I’m a recruiter in Toronto and work with high-caliber candidates for some of the top companies in the GTA. My focus is executive and technical search and 95% of the time I’m headhunting. Yes, 95% of my time is spent calling random people and asking them if they are open to hearing about better offers. If you ask one of these potential candidates if they’re looking for a job, the answer will always be no. NO! Not one of these people are “looking” for a job. These are successful, senior level engineering and professionals working for some of the biggest brands in the world! Of course they’re not LOOKING for a job!!!

So if nobody is “looking” for a job, why am I here?

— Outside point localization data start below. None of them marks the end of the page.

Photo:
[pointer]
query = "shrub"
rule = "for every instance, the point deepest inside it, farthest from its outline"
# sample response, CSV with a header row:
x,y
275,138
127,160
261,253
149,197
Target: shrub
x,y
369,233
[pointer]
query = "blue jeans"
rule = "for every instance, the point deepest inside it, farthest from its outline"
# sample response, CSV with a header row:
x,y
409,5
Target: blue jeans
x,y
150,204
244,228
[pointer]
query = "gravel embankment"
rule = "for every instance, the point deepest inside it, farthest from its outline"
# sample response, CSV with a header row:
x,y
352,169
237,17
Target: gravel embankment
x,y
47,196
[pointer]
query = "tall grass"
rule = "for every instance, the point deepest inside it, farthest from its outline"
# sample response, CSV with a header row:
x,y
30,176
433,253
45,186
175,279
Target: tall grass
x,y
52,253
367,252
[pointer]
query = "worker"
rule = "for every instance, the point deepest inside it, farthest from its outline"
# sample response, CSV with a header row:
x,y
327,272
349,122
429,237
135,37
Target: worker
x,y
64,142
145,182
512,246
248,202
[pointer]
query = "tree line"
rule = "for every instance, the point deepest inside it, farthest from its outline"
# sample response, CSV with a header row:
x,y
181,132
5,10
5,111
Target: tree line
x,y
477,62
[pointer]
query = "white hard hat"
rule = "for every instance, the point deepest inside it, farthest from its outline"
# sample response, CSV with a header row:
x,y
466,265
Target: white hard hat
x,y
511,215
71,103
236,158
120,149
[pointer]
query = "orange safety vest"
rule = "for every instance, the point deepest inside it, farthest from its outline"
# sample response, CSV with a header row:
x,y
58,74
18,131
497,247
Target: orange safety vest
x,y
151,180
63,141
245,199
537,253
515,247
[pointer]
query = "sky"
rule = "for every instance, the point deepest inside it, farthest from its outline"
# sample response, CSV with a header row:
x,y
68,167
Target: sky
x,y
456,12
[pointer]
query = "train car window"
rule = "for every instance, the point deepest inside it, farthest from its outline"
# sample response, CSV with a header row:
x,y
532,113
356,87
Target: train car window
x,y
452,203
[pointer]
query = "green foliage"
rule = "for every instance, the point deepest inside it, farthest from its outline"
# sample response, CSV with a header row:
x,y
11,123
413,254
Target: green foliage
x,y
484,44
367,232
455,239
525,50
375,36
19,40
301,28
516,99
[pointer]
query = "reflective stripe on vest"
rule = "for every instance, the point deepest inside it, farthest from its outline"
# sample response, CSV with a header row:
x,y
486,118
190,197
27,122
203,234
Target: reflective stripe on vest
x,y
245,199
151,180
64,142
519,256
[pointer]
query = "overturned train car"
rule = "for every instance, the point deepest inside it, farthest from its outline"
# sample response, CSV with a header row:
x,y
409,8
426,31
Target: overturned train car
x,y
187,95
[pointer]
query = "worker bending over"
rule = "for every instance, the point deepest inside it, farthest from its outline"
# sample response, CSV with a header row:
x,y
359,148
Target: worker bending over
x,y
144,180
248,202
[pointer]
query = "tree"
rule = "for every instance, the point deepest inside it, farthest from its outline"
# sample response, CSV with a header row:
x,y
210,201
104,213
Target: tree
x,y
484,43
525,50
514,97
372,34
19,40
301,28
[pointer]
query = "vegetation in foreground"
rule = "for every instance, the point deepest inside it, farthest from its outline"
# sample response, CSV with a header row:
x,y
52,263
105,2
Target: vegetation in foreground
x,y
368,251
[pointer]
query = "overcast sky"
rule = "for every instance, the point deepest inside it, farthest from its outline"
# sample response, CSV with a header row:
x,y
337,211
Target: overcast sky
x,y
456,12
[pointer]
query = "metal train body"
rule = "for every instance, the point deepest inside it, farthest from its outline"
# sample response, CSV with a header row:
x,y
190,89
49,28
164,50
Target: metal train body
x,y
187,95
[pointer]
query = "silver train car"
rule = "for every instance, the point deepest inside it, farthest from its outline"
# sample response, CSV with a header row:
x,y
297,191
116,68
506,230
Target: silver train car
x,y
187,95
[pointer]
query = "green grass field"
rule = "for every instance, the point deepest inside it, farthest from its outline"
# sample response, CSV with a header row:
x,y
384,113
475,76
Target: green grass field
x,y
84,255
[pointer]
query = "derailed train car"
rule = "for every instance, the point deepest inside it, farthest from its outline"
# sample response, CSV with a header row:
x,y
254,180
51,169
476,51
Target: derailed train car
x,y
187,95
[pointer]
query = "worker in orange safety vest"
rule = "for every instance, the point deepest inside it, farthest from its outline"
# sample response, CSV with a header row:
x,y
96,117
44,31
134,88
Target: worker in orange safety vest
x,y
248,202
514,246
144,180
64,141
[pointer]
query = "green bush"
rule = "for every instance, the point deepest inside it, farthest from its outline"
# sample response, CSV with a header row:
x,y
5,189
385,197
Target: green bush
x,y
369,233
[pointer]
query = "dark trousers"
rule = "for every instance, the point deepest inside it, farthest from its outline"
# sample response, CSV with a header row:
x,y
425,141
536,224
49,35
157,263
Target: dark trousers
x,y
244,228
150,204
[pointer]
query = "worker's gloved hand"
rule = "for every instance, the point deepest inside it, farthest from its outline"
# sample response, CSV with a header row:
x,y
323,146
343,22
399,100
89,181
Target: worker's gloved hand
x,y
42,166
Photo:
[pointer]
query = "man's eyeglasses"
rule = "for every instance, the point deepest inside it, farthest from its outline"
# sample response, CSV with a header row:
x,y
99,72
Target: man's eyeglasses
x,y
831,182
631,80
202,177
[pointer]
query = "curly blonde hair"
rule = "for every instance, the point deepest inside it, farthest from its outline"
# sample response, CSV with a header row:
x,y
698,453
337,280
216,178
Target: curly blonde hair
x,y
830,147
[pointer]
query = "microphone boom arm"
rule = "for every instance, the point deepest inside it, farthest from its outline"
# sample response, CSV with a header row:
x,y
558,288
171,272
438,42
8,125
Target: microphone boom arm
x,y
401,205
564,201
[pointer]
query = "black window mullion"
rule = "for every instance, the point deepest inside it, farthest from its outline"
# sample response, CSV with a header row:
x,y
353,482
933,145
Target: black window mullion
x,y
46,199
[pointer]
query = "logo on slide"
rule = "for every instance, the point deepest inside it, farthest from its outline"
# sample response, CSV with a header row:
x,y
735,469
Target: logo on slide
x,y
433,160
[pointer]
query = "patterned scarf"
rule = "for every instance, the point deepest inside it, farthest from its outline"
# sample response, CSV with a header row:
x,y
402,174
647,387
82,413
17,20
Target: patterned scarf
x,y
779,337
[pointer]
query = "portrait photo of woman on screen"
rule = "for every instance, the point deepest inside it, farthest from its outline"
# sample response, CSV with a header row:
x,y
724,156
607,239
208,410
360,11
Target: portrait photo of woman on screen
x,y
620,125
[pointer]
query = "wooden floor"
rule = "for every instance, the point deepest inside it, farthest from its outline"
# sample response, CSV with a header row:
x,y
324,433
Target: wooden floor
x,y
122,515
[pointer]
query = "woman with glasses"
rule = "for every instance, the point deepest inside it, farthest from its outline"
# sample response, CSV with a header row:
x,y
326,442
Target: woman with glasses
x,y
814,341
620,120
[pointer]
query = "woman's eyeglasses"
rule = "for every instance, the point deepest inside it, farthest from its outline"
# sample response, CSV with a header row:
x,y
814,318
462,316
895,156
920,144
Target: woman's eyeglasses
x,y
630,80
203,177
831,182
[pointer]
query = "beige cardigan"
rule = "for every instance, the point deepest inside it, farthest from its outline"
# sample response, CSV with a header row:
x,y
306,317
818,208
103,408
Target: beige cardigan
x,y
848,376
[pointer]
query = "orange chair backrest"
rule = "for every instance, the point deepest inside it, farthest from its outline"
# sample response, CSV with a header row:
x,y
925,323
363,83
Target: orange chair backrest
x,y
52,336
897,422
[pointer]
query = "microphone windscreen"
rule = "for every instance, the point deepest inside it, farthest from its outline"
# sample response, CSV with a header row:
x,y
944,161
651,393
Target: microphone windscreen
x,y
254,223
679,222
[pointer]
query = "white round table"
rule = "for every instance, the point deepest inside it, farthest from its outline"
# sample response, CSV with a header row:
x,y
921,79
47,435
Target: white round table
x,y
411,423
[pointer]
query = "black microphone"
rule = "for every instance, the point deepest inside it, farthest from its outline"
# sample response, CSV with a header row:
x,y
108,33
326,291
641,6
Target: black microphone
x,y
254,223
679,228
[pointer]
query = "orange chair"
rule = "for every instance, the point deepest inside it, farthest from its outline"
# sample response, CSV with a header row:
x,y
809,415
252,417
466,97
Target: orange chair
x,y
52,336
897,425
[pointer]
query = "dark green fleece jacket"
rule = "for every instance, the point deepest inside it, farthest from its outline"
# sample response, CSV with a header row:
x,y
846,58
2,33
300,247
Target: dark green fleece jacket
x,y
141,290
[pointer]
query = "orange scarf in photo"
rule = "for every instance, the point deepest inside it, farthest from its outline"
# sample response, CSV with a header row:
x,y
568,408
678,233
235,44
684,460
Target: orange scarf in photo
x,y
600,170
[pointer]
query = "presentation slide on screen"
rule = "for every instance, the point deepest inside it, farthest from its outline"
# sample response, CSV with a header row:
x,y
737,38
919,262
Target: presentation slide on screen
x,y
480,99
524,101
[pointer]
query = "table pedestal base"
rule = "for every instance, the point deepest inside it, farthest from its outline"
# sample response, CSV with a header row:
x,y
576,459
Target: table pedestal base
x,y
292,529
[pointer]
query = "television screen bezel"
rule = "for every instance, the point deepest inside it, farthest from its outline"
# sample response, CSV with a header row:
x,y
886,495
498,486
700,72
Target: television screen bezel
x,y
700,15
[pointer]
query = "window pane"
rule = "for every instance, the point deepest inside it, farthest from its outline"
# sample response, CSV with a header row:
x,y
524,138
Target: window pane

Well, a lack of active candidates on the market IS reason why I’m here. Talent is becoming more and more passive; recruiters not only fill jobs, they also create opportunity. We create opportunity for companies to flourish and grow faster than they could without us, but importantly, we create opportunity for employees by way of creating the need for retention strategies. If candidates are being called by umpteen recruiters on a daily basis, employers will do more to ensure they are happy (catered lunches, anyone?). So, to anyone out there that says they don’t like recruiters, think again. What you don’t like is where the industry has headed, the mass approach lead by an army of junior recruiters that won’t last 6 months and don’t have a clue. The profession itself (and the good ones in it) is another story; thanks to the mass increase in recruitment, companies are competing against each other to attract AND retain talent, continuing to add perks and benefits like never seen before. The trick is to find yourself someone that’s actually good at their job and stick with them as long as you can. That’s not always easy to find, but then again, you can always call me 😉

One other thing I just had to say to the candidates out there interviewing. It’s okay to talk to a recruiter if you’re not serious, as long as you communicate that to them. I am always open to talking to anyone proactively! That said, if you go to an interview, you’re looking for a job. The single act of interviewing with a company means that you are now “looking” for a job. An interview is not a coffee at a coffee shop with a hiring manager, I get that there are proactive meetings, but if you’re going in and writing code on a whiteboard with half the team, you’re looking for a job. Just had to get that out.